Juggling all of these obstacles means, understandably, that some restaurants may have slower or less consistent service right now. Monleón explained that many of his new front-of-house staff don’t have previous serving experience, and some are too young to be able to taste their wine selection, so they might not be as knowledgeable as some customers are demanding. 

And due to food shortages, restaurants are also more likely to run out of certain items.

“Basically every supply chain and every supplier is pretty gunked up right now,” said Danny Stoller, co-owner of Square Pie Guys, a Detroit-style pizza restaurant with locations in San Francisco and Oakland. “We’ve had a series of issues with chicken. … And we had a period of time where our custom takeout boxes just never showed up. So we ended up having to pivot really quickly.”

These food shortages are often the subject of customer complaints — and sometimes even a negative Yelp review. 

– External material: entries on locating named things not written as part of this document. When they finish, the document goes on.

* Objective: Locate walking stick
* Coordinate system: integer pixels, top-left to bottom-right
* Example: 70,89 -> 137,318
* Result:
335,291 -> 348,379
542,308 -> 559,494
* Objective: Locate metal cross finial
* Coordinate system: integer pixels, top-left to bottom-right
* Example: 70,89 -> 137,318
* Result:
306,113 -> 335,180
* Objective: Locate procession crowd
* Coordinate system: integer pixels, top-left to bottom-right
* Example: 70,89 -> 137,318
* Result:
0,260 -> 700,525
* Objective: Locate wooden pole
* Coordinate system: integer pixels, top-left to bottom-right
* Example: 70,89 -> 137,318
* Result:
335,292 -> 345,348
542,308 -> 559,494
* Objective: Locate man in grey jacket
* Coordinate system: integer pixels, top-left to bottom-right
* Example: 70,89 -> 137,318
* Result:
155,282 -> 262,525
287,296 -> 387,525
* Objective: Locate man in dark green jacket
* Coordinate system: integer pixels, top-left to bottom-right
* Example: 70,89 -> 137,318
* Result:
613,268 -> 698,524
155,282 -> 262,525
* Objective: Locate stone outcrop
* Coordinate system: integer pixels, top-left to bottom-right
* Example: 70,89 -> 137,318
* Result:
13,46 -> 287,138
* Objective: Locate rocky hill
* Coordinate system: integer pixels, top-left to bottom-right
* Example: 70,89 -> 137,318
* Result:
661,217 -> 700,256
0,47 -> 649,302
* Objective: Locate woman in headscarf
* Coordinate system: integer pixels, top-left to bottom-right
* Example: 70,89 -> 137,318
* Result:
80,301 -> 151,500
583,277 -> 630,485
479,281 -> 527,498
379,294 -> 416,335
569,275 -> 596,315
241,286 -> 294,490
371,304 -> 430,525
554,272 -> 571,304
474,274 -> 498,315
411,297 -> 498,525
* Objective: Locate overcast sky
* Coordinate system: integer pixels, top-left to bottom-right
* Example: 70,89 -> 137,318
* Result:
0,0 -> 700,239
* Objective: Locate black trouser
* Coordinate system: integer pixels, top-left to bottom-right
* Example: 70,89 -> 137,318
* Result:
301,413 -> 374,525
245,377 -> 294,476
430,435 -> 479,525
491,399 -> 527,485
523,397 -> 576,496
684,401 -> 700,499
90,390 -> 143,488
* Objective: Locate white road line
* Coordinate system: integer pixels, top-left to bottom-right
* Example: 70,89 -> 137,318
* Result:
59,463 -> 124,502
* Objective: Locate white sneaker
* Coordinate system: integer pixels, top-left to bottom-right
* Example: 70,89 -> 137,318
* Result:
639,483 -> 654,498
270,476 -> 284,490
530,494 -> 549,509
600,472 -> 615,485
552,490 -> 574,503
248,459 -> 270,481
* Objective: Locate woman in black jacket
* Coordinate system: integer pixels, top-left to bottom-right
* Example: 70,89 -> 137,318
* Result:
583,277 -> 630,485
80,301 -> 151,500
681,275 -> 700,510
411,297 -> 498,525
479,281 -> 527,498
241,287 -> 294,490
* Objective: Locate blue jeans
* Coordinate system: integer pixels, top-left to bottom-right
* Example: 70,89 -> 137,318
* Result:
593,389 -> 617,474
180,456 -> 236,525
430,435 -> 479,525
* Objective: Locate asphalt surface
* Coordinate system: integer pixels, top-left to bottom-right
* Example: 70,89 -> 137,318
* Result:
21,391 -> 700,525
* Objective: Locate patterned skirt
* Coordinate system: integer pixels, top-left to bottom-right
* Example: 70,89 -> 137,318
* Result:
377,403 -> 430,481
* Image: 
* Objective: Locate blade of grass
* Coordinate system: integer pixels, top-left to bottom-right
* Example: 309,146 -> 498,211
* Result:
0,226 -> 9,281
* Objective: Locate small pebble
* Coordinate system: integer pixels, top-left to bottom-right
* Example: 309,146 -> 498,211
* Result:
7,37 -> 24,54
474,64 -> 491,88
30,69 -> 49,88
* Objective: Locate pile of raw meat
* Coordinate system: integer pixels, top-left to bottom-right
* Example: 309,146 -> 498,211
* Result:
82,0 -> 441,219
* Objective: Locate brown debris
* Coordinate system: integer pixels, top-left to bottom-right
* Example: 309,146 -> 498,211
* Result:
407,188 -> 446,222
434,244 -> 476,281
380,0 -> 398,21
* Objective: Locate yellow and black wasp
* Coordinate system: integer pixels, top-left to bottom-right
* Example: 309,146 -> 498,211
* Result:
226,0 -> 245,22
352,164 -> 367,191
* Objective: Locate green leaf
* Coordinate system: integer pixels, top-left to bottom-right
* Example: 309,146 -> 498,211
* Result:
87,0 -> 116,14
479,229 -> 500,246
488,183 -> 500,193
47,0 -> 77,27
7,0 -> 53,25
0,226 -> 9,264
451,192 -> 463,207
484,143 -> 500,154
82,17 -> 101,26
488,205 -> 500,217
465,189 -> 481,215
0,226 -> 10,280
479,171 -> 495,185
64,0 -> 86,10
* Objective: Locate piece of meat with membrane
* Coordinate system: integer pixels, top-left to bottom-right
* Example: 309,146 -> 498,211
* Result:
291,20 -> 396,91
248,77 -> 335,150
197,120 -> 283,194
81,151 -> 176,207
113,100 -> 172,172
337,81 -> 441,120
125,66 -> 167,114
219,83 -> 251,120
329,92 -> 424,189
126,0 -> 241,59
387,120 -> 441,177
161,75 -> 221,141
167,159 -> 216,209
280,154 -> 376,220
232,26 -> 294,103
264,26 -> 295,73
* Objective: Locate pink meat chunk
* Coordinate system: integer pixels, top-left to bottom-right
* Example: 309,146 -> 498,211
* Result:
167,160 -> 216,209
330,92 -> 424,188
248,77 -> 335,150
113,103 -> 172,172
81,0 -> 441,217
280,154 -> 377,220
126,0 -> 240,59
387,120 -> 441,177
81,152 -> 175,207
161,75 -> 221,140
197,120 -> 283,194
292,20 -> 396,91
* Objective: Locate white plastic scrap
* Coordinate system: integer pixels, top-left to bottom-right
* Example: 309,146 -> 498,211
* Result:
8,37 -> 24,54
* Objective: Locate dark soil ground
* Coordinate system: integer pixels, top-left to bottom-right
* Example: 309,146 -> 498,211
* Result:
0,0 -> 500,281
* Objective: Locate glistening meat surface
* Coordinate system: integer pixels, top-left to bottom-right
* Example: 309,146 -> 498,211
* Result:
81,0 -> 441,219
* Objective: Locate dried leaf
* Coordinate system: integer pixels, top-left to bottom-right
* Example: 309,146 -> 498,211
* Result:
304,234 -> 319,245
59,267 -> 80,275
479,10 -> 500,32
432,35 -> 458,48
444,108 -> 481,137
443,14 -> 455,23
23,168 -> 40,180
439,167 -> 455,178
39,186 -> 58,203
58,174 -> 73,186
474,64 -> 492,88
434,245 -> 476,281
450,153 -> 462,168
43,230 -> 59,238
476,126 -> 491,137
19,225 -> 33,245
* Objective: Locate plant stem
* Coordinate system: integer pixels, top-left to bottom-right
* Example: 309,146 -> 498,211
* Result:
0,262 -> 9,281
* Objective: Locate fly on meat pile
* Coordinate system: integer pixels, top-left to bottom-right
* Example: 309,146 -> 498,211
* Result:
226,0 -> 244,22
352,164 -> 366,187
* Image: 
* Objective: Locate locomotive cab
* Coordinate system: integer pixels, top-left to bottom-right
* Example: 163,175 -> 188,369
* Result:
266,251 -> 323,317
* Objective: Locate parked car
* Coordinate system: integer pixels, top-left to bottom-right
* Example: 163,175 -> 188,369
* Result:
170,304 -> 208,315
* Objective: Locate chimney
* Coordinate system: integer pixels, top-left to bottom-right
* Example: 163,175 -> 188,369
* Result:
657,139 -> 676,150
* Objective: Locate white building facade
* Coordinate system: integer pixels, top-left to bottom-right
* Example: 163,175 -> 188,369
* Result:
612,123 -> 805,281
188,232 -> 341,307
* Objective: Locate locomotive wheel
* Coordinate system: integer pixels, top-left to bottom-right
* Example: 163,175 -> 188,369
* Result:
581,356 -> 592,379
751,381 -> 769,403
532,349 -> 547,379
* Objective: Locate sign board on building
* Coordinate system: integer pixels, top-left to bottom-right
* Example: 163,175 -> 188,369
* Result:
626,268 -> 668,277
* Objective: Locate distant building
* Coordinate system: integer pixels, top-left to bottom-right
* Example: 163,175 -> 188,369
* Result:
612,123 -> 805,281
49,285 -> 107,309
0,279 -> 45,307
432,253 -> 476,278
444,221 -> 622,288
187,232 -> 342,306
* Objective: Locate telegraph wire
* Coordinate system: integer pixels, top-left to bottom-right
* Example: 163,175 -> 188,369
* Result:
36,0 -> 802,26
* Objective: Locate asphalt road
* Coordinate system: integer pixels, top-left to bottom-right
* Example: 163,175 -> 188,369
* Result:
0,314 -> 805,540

“Somebody went to Yelp over an item that we ran out of at eight o’clock on a Saturday, and she canceled her entire order,” said Monleón. “… It was like 10 or 15 items we were already making.”

Square Pie Guys has also received some negative Yelp reviews of late. While their Yelp page has received a high enough volume of ratings that the occasional bad review won’t tank their overall rating, for a newer, lesser-known restaurant, one-star reviews can be devastating. 

“We got a Yelp review saying, ‘Hey, I tried to order a few minutes before your closing time, and you stopped taking orders,’” said co-owner Marc Schechter, who explained their website automatically stops accepting orders 30 minutes before closing. “… Why is that a bad Yelp review? Can there be some trust? Of course we don’t want to turn orders down, it’s not personal.”

Stoller pointed out that the restaurant industry is at an inflection point, or a “major reckoning,” he said, and said that restaurantgoers have a role to play in that shift. 

“We’re all in it together,” said Stoller. “And there’s not a single person in any industry that’s actively trying to screw anyone over, or provide poor service, or just be a bad owner.” 

Before lashing out at restaurant workers, Nguyen wishes customers would be a little more understanding of the difficulties they are facing in the industry at the moment. 

“I didn’t pay rent for eight months, you know, I took out a cash advance so that I could keep up with payroll, so my staff could stay employed,” she said. “Just be more understanding, more kind, more patient. I think patience is the key.”